Peter G. Pitsakis

Hospital-acquired Infection with Vancomycin-resistant Enterococcus faecium Transmitted by Electronic Thermometers

OBJECTIVES To describe an epidemic of vancomycin-resistant Enterococcus faecium causing bacteremia and bacteriuria, to identify the source of infection, to delineate risk factors associated with acquisition of the organism, and to determine antibiotic sensitivities for the organism. DESIGN Investigation of an epidemic, including a case-control study. SETTING Medical-surgical intensive care unit and ward in a university medical center. PATIENTS Nine patients infected or colonized with vancomycin-resistant Enterococcus faecium and 20 noninfected controls.

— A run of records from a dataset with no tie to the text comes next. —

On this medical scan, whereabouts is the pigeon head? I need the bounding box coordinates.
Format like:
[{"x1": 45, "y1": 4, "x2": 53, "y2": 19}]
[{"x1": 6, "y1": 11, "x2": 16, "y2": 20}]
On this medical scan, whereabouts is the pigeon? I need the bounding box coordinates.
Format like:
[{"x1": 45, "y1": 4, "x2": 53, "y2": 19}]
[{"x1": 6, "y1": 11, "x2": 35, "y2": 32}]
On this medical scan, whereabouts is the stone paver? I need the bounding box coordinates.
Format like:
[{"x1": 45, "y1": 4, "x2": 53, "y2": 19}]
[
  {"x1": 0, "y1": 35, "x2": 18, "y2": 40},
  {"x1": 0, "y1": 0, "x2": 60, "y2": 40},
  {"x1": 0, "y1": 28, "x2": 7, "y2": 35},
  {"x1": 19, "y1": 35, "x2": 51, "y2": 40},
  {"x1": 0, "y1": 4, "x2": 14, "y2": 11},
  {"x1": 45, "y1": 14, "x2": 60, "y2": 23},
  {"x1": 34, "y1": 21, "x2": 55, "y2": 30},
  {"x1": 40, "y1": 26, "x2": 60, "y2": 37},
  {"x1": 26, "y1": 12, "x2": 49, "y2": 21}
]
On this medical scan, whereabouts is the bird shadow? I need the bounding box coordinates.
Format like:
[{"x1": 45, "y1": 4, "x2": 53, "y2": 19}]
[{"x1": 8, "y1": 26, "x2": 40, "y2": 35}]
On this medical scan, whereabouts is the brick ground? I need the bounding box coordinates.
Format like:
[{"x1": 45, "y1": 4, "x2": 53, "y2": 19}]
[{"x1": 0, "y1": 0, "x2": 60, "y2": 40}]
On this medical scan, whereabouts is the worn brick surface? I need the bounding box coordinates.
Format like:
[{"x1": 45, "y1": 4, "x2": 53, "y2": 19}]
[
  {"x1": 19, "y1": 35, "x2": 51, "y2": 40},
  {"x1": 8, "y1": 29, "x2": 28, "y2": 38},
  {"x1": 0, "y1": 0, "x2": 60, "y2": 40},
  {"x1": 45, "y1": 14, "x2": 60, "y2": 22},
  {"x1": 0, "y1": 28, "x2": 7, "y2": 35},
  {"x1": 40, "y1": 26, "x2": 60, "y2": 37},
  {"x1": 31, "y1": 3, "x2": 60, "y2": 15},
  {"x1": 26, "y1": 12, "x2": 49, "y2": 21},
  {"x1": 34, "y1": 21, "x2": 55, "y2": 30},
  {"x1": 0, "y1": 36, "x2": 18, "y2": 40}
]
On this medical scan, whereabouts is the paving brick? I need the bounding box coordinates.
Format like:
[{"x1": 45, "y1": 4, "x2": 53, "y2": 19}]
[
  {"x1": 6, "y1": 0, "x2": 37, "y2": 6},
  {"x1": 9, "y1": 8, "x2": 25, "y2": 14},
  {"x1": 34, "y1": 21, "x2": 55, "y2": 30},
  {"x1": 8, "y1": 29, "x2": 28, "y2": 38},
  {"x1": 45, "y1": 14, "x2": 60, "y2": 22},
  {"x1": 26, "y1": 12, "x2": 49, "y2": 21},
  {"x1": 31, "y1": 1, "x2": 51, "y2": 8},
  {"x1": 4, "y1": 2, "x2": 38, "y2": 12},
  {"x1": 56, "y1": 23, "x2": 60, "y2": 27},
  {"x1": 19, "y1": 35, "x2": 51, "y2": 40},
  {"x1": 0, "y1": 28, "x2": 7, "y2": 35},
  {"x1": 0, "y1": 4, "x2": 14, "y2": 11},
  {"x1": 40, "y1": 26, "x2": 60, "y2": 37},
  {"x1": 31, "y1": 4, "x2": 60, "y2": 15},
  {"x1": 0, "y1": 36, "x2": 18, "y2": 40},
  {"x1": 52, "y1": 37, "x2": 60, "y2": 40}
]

MEASUREMENTS Clinical data, environmental surveillance cultures, and in-vitro microbiologic studies. RESULTS Colonization or infection by vancomycin-resistant E. faecium was associated with an increased duration of treatment with ceftazidime, 13.2 compared with 4.6 days, and a greater number of nonisolated days of hospitalization in the intensive care unit, 19.9 compared with 6.4 days for infected and noninfected patients, respectively (P less than 0.05). Environmental surveillance cultures recovered the organism repeatedly from the rectal probe handles of three electronic thermometers used exclusively on nonisolated patients in the intensive care unit. Restriction endonuclease analysis of plasmid DNA showed that all clinical and environmental isolates were identical. Infection control measures, including isolation of colonized or infected patients and removal of the rectal thermometer probes suspected to be responsible for transmission, resulted in termination of the outbreak. In-vitro, time-kill studies showed that the combination of ciprofloxacin, rifampin, and gentamicin resulted in bactericidal activity against the organism. CONCLUSIONS This nosocomial outbreak of infection due to a highly vancomycin-resistant strain of Enterococcus is the first epidemic in which an electronic thermometer has been implicated as the vehicle of transmission for an infectious agent.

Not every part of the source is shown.